If you have a serious health condition that is impacting your job, you may be entitled to reasonable accommodations under the Americans with Disabilities Act (“ADA”) or the Michigan Persons with Disabilities Civil Rights Act (“PDCRA”). Reasonable accommodations may include part-time or flex-time schedules, modifying office furniture or equipment, relocating the employee’s workspace (including work-from-home arrangements), job reassignment, short-term leave, and many other things. Employers are not required to provide accommodations that pose an undue hardship. Accommodations must be considered on a case-by-case basis, and the employer is required to engage in an interactive process with the employee to determine how best to accommodate them.

“What is ‘at-will’ employment?”

“At-will” employment refers to the legal nature of your employment. It means that your employer has the right to terminate your employment at any time and for any reason, as long as the reason is not unlawful, such as discrimination based on gender, age, race, disability, whistleblowing, etc. The flip side is that you are also free to leave your job at any time without facing legal consequences. 

“Can I be asked about my health history during a job interview?”

No. According to the Americans with Disabilities Act (“ADA”), employers are not permitted to make pre-employment inquiries about the existence of a disability or the nature or severity of a disability. This applies even if the disability is obvious or if the applicant volunteers information about the disability. Furthermore, an employer may not ask a job applicant to take a medical examination before making a job offer. However, they may ask questions about the prospective employee’s ability to perform specific job functions. Employers may condition a job offer on the satisfactory result of a post-offer medical examination, but only if this is required of all entering employees.

“What can I recover in a lawsuit?”

The potential damages from an employment lawsuit will be based on the damages you have suffered due to an employer’s illegal actions. Lost wages are most commonly awarded in a wrongful termination lawsuit. Damages also can include past and future lost wages as well as the pain and suffering you experienced as a result of their wrongful actions. In certain cases, other penalties may apply. The remedies available will always depend on the specific circumstances and the type of violation alleged.

“Can my employer demote me for taking FMLA leave?”

No. The Family and Medical Leave Act (FMLA) provides employees with up to 12 weeks of unpaid leave for qualifying reasons. Your job is protected during this time off, and you cannot be demoted as retaliation for taking FMLA leave.

“My employer wants me to submit to an independent medical exam. Can I be required to do this?”

It depends on the reason for the request. The Americans with Disabilities Act (“ADA”) requires that all medical examinations or inquiries must be job-related and consistent with business necessity.

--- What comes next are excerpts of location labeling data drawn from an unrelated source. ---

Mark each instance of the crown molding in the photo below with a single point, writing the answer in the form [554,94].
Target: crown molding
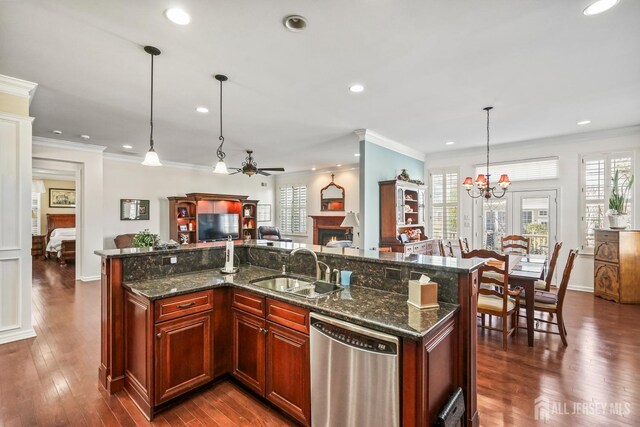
[67,145]
[381,140]
[17,87]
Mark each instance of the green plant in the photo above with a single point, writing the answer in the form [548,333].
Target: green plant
[620,186]
[144,239]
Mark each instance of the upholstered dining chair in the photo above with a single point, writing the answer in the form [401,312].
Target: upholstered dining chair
[553,303]
[495,298]
[464,244]
[515,243]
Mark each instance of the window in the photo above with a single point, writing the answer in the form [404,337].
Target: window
[35,213]
[524,170]
[597,170]
[444,204]
[293,209]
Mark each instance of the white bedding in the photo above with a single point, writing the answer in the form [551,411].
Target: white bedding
[56,238]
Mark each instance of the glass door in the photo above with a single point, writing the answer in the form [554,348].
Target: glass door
[529,213]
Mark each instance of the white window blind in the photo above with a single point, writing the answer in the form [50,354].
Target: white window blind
[524,170]
[444,203]
[293,209]
[597,170]
[35,213]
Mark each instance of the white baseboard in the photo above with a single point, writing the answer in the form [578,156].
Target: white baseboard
[16,336]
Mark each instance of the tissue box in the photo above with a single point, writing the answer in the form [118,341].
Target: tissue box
[423,295]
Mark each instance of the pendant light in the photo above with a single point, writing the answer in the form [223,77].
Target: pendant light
[482,183]
[221,167]
[151,159]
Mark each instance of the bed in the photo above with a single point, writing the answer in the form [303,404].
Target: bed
[61,237]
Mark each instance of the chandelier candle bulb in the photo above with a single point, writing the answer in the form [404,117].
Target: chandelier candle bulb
[423,293]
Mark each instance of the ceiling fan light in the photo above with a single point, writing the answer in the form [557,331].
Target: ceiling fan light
[221,168]
[151,158]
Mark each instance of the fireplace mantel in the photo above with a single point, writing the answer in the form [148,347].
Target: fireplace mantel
[323,222]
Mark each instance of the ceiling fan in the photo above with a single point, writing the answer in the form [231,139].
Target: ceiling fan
[250,167]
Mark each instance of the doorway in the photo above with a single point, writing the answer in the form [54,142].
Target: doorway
[532,214]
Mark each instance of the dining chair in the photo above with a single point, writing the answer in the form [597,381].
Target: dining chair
[495,298]
[514,243]
[464,244]
[546,283]
[553,303]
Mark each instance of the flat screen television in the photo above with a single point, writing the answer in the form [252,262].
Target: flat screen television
[218,226]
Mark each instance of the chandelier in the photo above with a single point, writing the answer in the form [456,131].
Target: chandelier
[482,183]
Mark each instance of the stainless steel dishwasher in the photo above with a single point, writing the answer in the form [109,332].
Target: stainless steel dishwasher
[355,375]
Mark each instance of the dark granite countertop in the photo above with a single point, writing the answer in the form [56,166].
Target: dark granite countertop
[441,263]
[380,310]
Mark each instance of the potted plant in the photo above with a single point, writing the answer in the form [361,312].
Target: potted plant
[144,239]
[617,213]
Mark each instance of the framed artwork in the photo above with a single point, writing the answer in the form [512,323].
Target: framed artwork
[62,198]
[134,210]
[264,213]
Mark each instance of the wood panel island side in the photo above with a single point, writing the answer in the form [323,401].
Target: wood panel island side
[172,324]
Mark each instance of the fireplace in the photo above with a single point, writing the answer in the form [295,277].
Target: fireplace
[326,228]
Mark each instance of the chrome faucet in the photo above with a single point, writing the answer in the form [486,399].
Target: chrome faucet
[315,259]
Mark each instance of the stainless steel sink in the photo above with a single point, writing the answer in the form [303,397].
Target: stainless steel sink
[297,286]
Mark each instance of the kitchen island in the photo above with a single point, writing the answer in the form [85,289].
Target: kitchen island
[157,302]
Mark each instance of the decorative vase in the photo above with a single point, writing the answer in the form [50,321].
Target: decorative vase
[617,221]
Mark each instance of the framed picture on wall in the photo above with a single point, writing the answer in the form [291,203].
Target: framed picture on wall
[134,210]
[62,198]
[264,213]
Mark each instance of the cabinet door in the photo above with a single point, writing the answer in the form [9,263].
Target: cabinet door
[288,383]
[248,350]
[183,356]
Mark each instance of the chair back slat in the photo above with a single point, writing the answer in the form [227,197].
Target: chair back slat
[566,275]
[514,243]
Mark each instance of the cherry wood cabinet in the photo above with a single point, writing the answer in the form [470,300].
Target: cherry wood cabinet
[271,351]
[168,347]
[617,265]
[248,350]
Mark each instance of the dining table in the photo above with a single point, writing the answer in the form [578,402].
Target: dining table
[525,269]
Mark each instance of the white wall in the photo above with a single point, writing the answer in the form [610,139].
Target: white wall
[569,150]
[86,160]
[128,179]
[347,177]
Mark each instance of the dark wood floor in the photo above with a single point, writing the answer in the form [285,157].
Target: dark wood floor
[52,379]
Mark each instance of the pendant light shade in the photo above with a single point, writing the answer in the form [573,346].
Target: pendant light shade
[151,159]
[221,167]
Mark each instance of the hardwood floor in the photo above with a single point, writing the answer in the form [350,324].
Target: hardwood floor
[52,379]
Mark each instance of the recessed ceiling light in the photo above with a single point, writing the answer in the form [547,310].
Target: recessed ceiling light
[177,16]
[295,23]
[599,6]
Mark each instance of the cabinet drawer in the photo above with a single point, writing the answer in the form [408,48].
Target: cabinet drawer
[288,315]
[606,251]
[249,302]
[606,235]
[606,278]
[181,305]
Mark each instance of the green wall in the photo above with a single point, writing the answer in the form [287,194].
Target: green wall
[379,164]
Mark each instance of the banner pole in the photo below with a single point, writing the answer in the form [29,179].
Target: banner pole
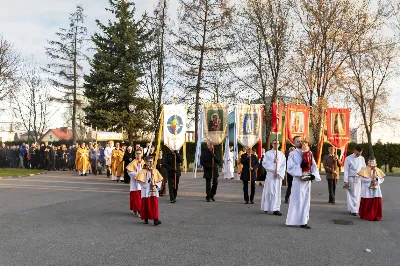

For instance, employers are permitted to make medical examinations or inquiries where there is evidence of a job performance or safety problem. Also, employers are permitted to make medical examinations or inquiries in order to assess whether an employee needs an accommodation. If the employee provides insufficient documentation from his or her treating physician, the employer may, in some instances, require that the employee submit to an independent medical exam.

“Will their non-compete agreement hold up in court?

It depends on the terms of the non-compete agreement and the circumstances of your employment, among other factors. Sometimes, employers will bluster about suing over a non-compete, while others actually take legal action against past employees. A knowledgeable employment attorney can review your non-compete and inform you of your rights and obligations.